I would never describe Wilson in Paris 1919 as "the dominant presence."

And yet he was, though perhaps he could also be described as the man expected to be the dominant presence and he just failed to live up to the expectations he had created.

narciso said...

much was made of chalabis supposed Iranian sympathies, but the reality is they went all on Malaki, who was an undisputed Iranian asset, exiled in Damascus, who wasn't really keen on the war that had enabled him,

J. Farmer said...

@Hakar:

And yet he was, though perhaps he could also be described as the man expected to be the dominant presence and he just failed to live up to the expectations he had created.

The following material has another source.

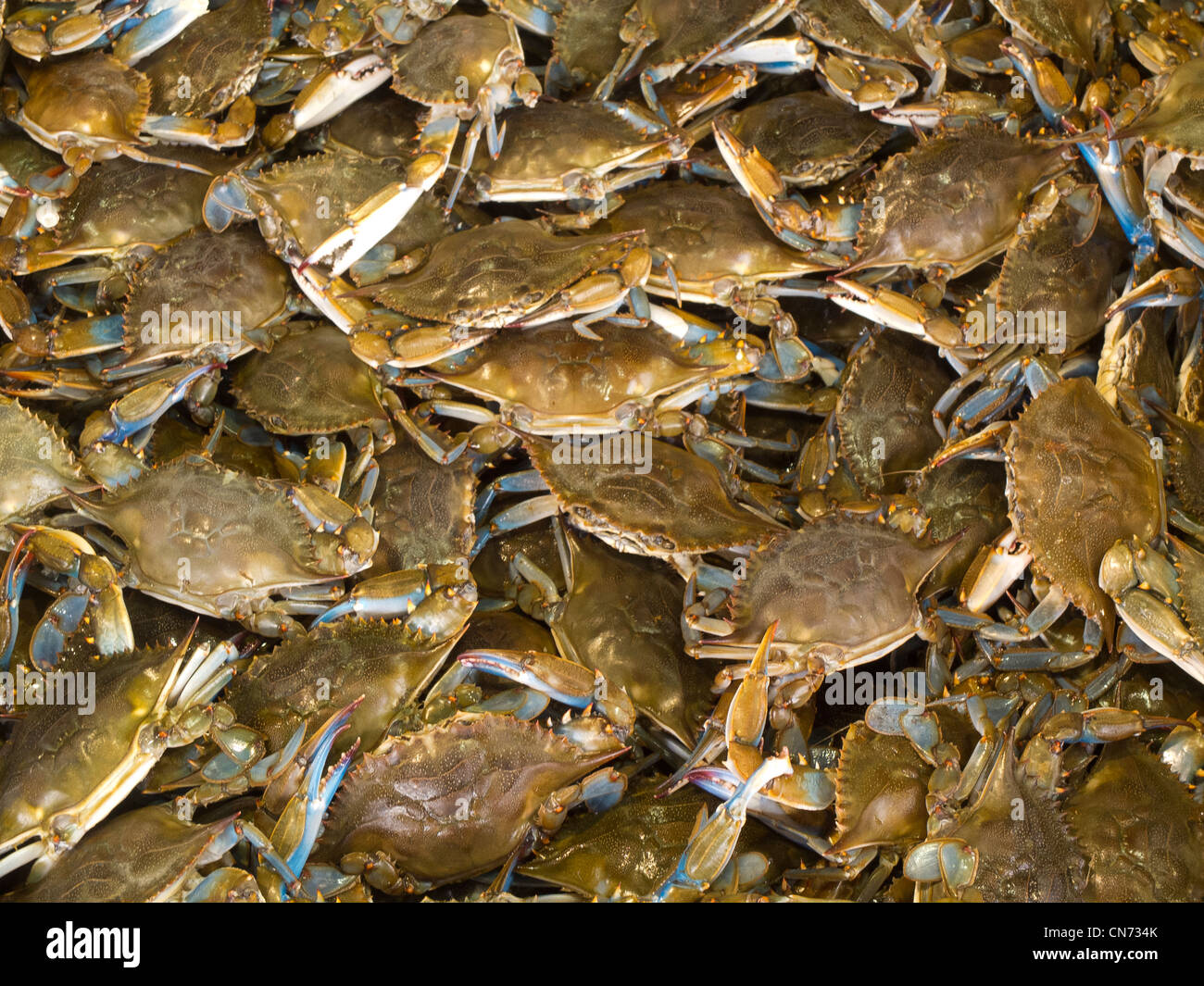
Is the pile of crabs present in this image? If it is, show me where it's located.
[0,0,1204,901]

How did his dominance work out for the 14 points?

narciso said...

now were the 14 points realistic, in that era, would the notion that America would immesh itself in border disputes in former Austrian territories have held up,

Hagar said...

Don't be dense. The miracles expected of him made him the dominant presence. That is so even if he failed to live up to expectations.

J. Farmer said...

@Hagar:

Let me put it another way. Who, at the end of the Paris Peace Conference, do you think got more of what they wanted> Wilson, Clemenceau, or George?

Robert Cook said...

"The Iranian intelligence services are described as 'patient, pragmatic, and professional.' I suppose it's possible that someone in Iran is patient, pragmatic, and professional, but those are not words that leap readily to mind when describing the lunatics there."

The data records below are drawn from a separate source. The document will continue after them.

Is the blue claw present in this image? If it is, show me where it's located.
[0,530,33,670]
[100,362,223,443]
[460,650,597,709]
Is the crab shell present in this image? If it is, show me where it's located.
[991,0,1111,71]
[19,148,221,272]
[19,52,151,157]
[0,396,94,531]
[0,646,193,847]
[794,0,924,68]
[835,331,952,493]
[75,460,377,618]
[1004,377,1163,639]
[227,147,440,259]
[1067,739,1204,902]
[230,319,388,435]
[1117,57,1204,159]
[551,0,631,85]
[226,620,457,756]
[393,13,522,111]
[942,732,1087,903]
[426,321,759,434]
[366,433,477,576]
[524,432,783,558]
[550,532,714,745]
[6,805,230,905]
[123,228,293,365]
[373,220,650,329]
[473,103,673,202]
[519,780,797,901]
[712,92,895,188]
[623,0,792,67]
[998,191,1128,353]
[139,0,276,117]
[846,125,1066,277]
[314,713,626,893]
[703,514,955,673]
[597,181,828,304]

They are no more lunatics than we are. Take that as you will.

narciso said...

the same service, that targeted the American embassy in Beirut, the jewish community center in Buenos aires, and dissidents in berlin and Vienna,?

Hagar said...

"Hello, man!"
"Ax handle!"

J. Farmer said...

"Hello, man!"
"Ax handle!"


When you're over the hill, you're halfway there.

BUMBLE BEE said...

Lets see documents... 2014, 2015, 2014, 2015 2015, 2014. Obama $1.7 Billion Cash flown in to Iran, ignoring congressional non-awareness of same. Certainly Bush-Cheney.
Cookie, you are not detail oriented. You earn all the scorn in these comments and more. What's your line of work?

J. Farmer said...

@BUMBLE BEE:

Lets see documents... 2014, 2015, 2014, 2015 2015, 2014. Obama $1.7 Billion Cash flown in to Iran, ignoring congressional non-awareness of same. Certainly Bush-Cheney.

What do you think was a more valuable move to Iran, a one-time cash offer or the elimination of Saddam Hussein/Sunni-minority rule of Iraq? The $1.7 billion figure is little more than a cudgel to use against Obama for insufficient towing the fanatically anti-Iran line that has formed in Washington. He towed it partially, mind you, just not absolutely. Consider that during Ahmadinejad's tenure (2005-2013), Iran received more than &800 billion in oil revenue. In yet, even with these funds, Iran was not able to significantly alter the balance of power in the region. A billion dollars is a rounding error at that point.

Cookie, you are not detail oriented. You earn all the scorn in these comments and more. What's your line of work?

He doesn't necessarily "earn all the score." He receives quite a bit, but actually earns very little. In fact, the amount of scorn heaped on tends to be proportional to the correctness of his statements.

Rabel said...

What Hagar said.

JamesB.BKK said...

We heard about the Jay Garners and other public screwups in Iraq, but who were the Ciamerella and Vindman types that saw to the messes in what remain of Iraq and Syria? It was clear that Bush was being undermined by insubordinates at State during that period, just as Trump has been only much worse for Trump as they are actively seeking out conflict with other countries.